We all have our “drug of choice.” It may be alcohol, gambling, too much TV, illicit relationships, or any number of other vices both big and small. When we are suffering, it’s easy to medicate the pain with things that make us feel good at the moment, even if they will destroy us in the long run.
For me, it’s food. When I’m angry, upset, or just plain bored, I’m quick to drown my sorrows in a calorie-packed McDonald’s meal or half a dozen sliders from White Castle. It feels good and makes me forget my problems for a while, but this kind of behavior creates its own set of problems and makes your depression worse.
It’s a vicious cycle where you feel unbearable pain and try to medicate it with your drug of choice. But the “medication” only causes more pain, so you continue the downward spiral, wondering when you’ll hit bottom. Perhaps even hoping for it.
This isn’t a good coping strategy because it’s just that—it’s only coping, not healing. When you’re going through a painful time, it’s hard to see beyond the next day or even the next hour. You just want to feel better now.
You can’t run from yourself. You must face your pain and ask the hard questions about the behavior that is making things worse. Despite what our culture says, there are no easy solutions. Managing depression effectively is not a neat and tidy process. It’s messy, it’s real, and involves lots of zigzags and curves in the road. Sometimes you have setbacks. I still do. But that’s a normal part of the process.

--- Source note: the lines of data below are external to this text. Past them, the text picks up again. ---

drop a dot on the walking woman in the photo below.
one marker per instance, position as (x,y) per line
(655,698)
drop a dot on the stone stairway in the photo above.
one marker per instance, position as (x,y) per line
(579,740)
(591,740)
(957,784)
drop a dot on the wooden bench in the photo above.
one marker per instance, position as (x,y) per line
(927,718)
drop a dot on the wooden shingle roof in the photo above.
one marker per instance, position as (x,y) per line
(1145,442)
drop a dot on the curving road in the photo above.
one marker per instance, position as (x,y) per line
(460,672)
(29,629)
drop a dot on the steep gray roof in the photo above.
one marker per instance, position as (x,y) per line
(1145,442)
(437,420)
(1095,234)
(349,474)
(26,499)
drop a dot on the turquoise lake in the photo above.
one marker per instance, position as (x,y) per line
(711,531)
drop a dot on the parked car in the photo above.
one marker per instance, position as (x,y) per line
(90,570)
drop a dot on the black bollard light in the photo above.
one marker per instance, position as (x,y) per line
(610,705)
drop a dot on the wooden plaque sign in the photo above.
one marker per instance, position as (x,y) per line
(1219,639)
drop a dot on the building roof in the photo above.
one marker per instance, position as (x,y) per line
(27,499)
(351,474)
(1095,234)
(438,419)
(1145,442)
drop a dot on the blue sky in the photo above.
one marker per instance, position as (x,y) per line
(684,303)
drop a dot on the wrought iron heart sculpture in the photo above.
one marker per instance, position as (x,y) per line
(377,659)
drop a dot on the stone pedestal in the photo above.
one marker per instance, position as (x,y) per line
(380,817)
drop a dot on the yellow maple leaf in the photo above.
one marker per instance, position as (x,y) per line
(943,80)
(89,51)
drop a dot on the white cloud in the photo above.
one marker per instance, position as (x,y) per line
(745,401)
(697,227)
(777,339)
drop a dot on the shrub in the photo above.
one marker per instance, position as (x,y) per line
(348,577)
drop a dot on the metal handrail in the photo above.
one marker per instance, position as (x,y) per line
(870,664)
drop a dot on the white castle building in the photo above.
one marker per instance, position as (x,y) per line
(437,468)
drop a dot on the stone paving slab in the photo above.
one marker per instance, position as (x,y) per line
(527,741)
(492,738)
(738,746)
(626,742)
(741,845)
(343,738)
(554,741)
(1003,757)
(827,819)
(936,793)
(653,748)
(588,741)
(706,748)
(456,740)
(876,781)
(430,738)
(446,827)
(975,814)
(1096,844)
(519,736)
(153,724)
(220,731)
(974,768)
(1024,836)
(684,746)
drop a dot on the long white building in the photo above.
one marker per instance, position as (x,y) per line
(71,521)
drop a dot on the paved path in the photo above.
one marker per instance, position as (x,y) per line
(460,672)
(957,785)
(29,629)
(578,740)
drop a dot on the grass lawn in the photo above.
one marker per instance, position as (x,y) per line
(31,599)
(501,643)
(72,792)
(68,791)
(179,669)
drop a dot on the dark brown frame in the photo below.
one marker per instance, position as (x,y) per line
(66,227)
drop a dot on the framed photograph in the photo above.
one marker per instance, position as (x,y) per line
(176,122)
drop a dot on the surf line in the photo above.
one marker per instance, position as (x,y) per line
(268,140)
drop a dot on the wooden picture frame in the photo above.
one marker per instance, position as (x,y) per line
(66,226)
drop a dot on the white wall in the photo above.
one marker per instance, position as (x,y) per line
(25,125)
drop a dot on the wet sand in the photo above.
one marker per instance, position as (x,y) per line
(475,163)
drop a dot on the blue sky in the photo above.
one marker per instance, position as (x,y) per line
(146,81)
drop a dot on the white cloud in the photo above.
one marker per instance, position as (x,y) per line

Lie #3: Depression is only a mental issue and is not related to my physical health.
Depression, by its very nature, means that you lack energy and are not in an “up” state. When you’re depressed, you don’t feel like expending the energy to take care of yourself, which in turn puts you into an even unhealthier state. There’s that vicious cycle again.
In my early 30’s, I lost about 30 lbs. and felt great. But then I stopped working at it, gained all that weight back (and then some), and sunk deeper into a state of inaction and lethargy. For most of my 30’s, I didn’t pay much attention to my weight (other than watching it gradually increase). I completely ignored the fact that exercise could be a big help to me.